Le géant s'esclaffa de plus belle.

- Nous allons bien voir. Quels défis as-tu imaginés pour me mettre en échec, petit impertinent ?

Jacques qui n'avait pas vraiment pu réfléchir efficacement proposa pour commencer :

- Je parie que tu n'es pas capable de raser cette forêt d'un seul coup.

- Pour qui me prends-tu, demanda le géant.

Et d'un revers du bras, il balaya les arbres aussi loin que pouvait porter le regard. Jacques pensa que le géant était très fort et qu'il allait avoir bien du mal à le battre.

- Je parie que tu ne peux pas boire ce lac d'un seul trait, défia Jacques.

- Tu as presque perdu, dit le géant.

Et se penchant sur la rive, il aspira toute l'eau du lac et la but, tandis que les malheureux poissons frétillaient de chagrin dans la boue. Jacques commença à douter de la possibilité de vaincre le géant. Sa prochaine idée devait maintenant être la bonne, mais il n'en avait aucune. Alors qu'il désespérait de se sortir de cette histoire, la peur l'empêcha de retenir un pet retentissant. Ca y était, il la tenait son idée.

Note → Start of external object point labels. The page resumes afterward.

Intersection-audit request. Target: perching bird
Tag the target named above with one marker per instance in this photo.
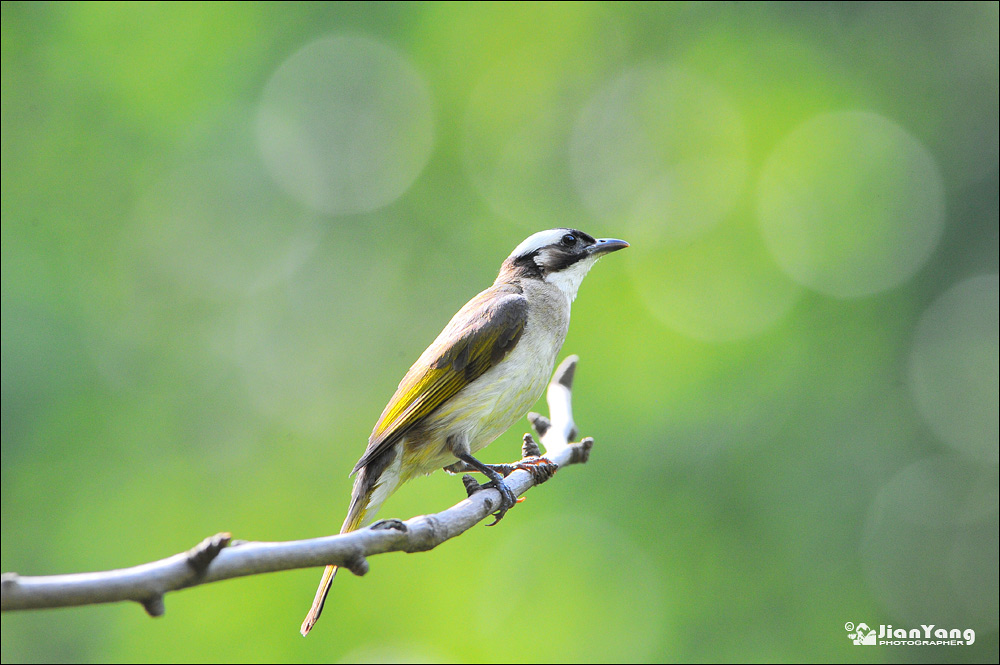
(481, 374)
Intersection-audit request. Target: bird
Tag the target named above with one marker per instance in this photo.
(477, 378)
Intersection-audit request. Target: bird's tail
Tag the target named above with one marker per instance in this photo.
(370, 490)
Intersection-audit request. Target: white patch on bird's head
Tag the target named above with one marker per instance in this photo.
(561, 257)
(537, 241)
(568, 279)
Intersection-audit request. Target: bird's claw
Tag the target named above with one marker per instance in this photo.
(507, 499)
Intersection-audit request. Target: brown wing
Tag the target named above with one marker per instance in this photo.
(477, 338)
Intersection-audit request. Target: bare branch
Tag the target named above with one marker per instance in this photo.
(219, 558)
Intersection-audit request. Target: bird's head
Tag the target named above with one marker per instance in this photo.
(561, 257)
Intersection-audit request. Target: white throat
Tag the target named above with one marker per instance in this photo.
(568, 281)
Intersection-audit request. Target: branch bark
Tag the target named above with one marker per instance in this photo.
(221, 558)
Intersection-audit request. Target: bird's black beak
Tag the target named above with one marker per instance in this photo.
(605, 245)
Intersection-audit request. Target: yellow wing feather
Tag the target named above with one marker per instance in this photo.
(478, 337)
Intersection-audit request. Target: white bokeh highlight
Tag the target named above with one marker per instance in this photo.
(851, 204)
(955, 367)
(345, 125)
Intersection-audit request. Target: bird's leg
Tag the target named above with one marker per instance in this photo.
(507, 498)
(464, 467)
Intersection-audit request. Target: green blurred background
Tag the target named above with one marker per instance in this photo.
(228, 229)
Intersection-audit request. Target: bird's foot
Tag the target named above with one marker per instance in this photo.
(539, 468)
(507, 498)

Il jubila :

- Tiens, attrape celui-là, mets-le en cage, et peins-le en rouge.

Puis il fixa le géant avec un air triomphal. Dépité, le géant regarda Jacques en biais. Il ne pouvait pas supporter de perdre ainsi, et il était bien sûr impossible de relever le défi.

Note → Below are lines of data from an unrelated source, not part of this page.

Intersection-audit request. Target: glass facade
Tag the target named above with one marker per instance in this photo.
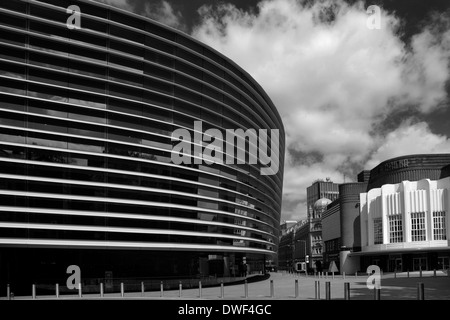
(86, 117)
(418, 230)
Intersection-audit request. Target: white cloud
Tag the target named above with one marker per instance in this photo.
(333, 80)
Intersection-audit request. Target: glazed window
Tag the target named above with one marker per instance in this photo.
(188, 95)
(124, 33)
(439, 228)
(48, 61)
(12, 70)
(125, 77)
(12, 103)
(160, 31)
(87, 38)
(188, 82)
(158, 85)
(125, 92)
(395, 228)
(188, 69)
(12, 119)
(88, 100)
(88, 69)
(88, 23)
(48, 13)
(45, 76)
(11, 53)
(49, 45)
(83, 53)
(126, 20)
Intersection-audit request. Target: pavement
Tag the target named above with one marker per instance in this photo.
(398, 286)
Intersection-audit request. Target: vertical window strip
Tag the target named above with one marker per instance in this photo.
(418, 232)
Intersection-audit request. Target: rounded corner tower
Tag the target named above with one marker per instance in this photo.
(86, 174)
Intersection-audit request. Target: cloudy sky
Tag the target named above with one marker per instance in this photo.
(350, 96)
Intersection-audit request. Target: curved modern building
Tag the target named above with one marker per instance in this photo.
(86, 176)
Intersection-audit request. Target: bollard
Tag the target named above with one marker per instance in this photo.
(346, 290)
(272, 293)
(328, 290)
(377, 294)
(420, 291)
(246, 288)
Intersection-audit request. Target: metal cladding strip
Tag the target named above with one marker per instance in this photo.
(126, 201)
(264, 99)
(249, 99)
(125, 187)
(110, 140)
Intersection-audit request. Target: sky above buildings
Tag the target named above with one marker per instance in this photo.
(350, 97)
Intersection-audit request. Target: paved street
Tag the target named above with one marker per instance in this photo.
(393, 287)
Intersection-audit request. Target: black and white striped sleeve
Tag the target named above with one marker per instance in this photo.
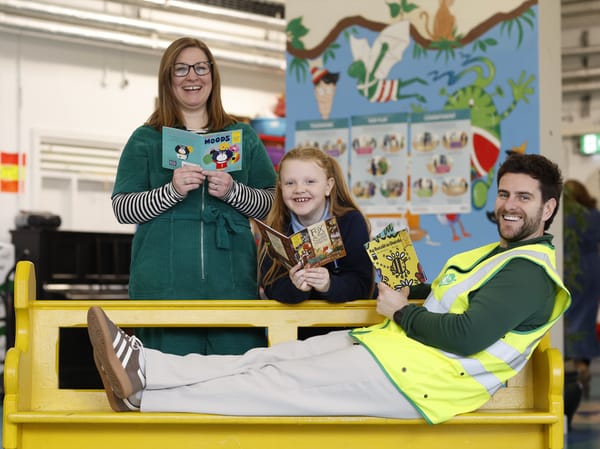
(250, 201)
(140, 207)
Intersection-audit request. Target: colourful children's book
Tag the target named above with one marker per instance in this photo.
(214, 151)
(316, 245)
(395, 259)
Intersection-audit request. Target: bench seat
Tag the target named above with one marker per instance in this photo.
(528, 413)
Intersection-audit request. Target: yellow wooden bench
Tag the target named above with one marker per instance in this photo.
(528, 413)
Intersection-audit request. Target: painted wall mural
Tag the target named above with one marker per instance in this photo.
(417, 59)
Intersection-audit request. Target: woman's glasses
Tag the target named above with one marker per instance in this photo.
(182, 69)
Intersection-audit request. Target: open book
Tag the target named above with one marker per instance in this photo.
(316, 245)
(213, 151)
(395, 259)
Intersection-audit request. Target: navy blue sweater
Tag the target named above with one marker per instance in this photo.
(351, 276)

Le géant s'agita nerveusement. Jacques sentit bien qu'il n'avait pas envie d'en rester là, mais il n'eut pas le temps d'éviter l'énorme semelle qui le cloua au sol.

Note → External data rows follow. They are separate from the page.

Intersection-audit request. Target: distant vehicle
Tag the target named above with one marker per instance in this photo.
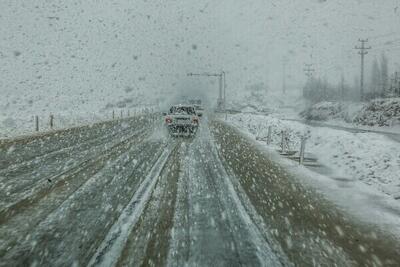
(199, 110)
(195, 101)
(182, 120)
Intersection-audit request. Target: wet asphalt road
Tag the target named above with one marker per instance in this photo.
(124, 193)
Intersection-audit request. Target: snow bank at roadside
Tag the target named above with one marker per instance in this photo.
(325, 110)
(378, 112)
(368, 157)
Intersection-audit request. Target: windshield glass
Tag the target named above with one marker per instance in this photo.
(199, 133)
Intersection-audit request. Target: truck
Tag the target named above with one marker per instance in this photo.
(182, 120)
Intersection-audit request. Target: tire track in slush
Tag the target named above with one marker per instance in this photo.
(61, 180)
(14, 230)
(110, 250)
(216, 229)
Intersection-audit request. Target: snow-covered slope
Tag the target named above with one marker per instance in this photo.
(367, 157)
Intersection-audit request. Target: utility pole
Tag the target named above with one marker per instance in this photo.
(284, 62)
(221, 105)
(309, 73)
(395, 85)
(342, 87)
(309, 70)
(362, 52)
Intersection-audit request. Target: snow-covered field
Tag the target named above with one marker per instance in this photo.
(368, 157)
(22, 123)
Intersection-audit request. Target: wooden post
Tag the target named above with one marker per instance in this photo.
(283, 141)
(37, 123)
(302, 149)
(51, 121)
(269, 136)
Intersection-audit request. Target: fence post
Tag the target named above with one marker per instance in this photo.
(269, 135)
(302, 149)
(37, 123)
(51, 121)
(283, 141)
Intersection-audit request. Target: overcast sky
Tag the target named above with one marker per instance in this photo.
(93, 49)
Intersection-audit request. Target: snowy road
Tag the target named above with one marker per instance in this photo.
(126, 194)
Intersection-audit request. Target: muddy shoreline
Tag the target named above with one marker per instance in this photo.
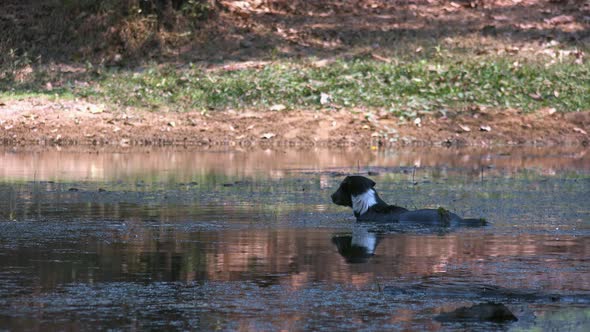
(43, 122)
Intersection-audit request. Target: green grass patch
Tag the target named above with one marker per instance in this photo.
(405, 88)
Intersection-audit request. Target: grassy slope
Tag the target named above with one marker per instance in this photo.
(405, 88)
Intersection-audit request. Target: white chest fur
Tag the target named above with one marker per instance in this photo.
(361, 203)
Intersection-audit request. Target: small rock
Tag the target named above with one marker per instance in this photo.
(278, 107)
(485, 128)
(465, 128)
(325, 98)
(268, 135)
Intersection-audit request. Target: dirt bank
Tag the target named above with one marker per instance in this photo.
(38, 121)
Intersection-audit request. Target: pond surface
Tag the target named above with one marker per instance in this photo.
(249, 240)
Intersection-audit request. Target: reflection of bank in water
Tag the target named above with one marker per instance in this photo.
(358, 246)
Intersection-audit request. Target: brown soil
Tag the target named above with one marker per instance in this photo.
(65, 122)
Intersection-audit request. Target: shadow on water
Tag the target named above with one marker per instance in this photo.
(208, 240)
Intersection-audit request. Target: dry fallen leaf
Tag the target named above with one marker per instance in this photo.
(535, 96)
(325, 98)
(278, 107)
(418, 122)
(561, 19)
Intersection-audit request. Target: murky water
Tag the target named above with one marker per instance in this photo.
(249, 240)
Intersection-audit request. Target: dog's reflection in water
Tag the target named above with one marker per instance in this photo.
(358, 246)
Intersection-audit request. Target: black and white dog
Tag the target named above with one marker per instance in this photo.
(357, 192)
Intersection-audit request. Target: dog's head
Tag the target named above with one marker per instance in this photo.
(353, 185)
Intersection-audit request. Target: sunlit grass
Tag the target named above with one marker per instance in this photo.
(401, 87)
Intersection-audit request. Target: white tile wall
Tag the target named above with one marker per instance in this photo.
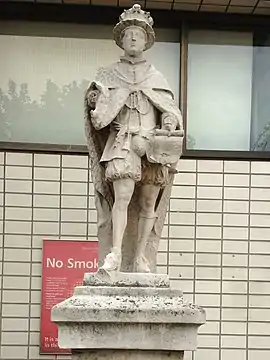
(216, 246)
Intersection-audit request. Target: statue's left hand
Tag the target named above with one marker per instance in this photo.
(169, 122)
(92, 98)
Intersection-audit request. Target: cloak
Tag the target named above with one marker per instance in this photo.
(114, 89)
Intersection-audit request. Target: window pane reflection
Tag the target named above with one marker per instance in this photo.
(219, 103)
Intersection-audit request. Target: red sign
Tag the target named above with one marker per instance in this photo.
(64, 264)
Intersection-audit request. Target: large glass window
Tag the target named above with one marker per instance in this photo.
(219, 90)
(44, 77)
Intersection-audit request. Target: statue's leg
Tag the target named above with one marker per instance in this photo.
(147, 218)
(123, 191)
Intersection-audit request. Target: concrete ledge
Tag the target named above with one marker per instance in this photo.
(119, 279)
(128, 336)
(127, 355)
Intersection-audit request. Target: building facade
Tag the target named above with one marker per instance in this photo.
(215, 243)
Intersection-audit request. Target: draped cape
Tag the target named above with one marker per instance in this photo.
(113, 91)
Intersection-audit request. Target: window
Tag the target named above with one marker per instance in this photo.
(220, 90)
(44, 77)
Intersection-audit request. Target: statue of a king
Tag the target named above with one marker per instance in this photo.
(135, 132)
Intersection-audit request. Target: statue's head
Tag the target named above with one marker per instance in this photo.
(134, 33)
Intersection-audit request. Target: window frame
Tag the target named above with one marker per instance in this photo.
(103, 15)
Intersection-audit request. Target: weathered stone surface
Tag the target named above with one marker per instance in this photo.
(127, 355)
(127, 317)
(128, 336)
(134, 130)
(116, 278)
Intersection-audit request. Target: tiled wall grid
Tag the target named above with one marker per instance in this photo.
(215, 246)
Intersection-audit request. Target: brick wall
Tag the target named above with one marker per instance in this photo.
(215, 246)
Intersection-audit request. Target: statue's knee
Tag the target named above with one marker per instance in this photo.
(147, 205)
(122, 201)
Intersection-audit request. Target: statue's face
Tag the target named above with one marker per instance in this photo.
(134, 41)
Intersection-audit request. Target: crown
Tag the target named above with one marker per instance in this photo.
(135, 16)
(136, 13)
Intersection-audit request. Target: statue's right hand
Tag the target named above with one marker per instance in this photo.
(92, 98)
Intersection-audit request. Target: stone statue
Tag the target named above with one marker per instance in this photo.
(135, 132)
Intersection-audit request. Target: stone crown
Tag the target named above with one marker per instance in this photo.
(135, 16)
(136, 13)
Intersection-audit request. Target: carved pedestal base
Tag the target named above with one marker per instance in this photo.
(121, 316)
(127, 355)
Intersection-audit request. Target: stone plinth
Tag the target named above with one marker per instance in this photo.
(127, 316)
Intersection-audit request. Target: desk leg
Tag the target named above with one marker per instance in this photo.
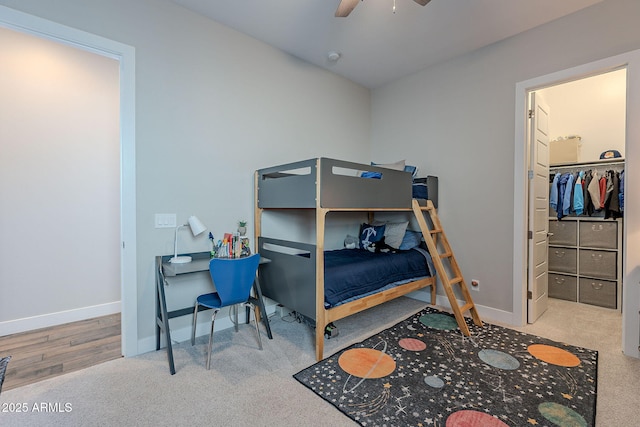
(162, 318)
(263, 310)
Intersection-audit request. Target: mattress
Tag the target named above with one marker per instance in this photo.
(350, 273)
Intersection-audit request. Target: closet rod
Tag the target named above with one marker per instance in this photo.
(588, 164)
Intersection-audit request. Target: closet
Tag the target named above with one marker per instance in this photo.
(585, 246)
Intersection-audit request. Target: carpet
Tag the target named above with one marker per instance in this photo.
(424, 372)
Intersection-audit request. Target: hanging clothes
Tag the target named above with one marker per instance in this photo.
(588, 204)
(553, 197)
(612, 202)
(585, 192)
(594, 191)
(621, 192)
(578, 198)
(603, 190)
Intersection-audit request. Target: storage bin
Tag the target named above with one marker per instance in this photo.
(564, 151)
(600, 264)
(599, 234)
(563, 260)
(598, 292)
(563, 232)
(563, 287)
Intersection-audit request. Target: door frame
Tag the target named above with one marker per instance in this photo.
(631, 247)
(125, 54)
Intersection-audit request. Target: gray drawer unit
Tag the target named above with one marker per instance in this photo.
(599, 234)
(601, 264)
(563, 232)
(598, 292)
(563, 287)
(563, 260)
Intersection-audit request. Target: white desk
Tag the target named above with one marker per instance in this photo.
(199, 264)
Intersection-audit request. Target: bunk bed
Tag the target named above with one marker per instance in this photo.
(300, 275)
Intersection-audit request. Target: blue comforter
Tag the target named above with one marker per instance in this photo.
(354, 272)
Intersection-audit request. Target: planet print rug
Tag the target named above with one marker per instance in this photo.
(424, 372)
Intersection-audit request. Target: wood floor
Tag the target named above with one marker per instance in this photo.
(49, 352)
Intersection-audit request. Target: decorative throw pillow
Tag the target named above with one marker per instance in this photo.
(3, 368)
(370, 234)
(394, 233)
(399, 166)
(411, 240)
(351, 242)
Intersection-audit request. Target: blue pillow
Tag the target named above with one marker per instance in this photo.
(411, 240)
(370, 234)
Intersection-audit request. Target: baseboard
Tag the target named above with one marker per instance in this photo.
(53, 319)
(487, 314)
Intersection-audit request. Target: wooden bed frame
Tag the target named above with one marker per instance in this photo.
(324, 185)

Derrière les arbres, les trois observateurs qui avaient cru être débarrassés définitivement du fléau qui ravageait le pays se dévisagèrent avec un air accablé. Puisque le géant trichait, il n'y avait plus d'espoir. Serait-il possible de maintenir la cohésion d'un peuple désabusé ? Certainement pas, alors l'un d'eux parla.

- Mes amis, dit-il, nous ne pouvons pas raconter ce qui vient de se produire. La vie doit continuer. Bien sûr, le géant pille et saccage, mais le royaume est vaste et il survivra malgré tout. Mais pour cela, le peuple doit penser qu'il existe encore un espoir. Croyez-moi, il nous faut modifier la fin de la rencontre pour que chacun pense que Jacques l'horloger a été déjoué. Mettons-nous d'accord, puis jurons le secret.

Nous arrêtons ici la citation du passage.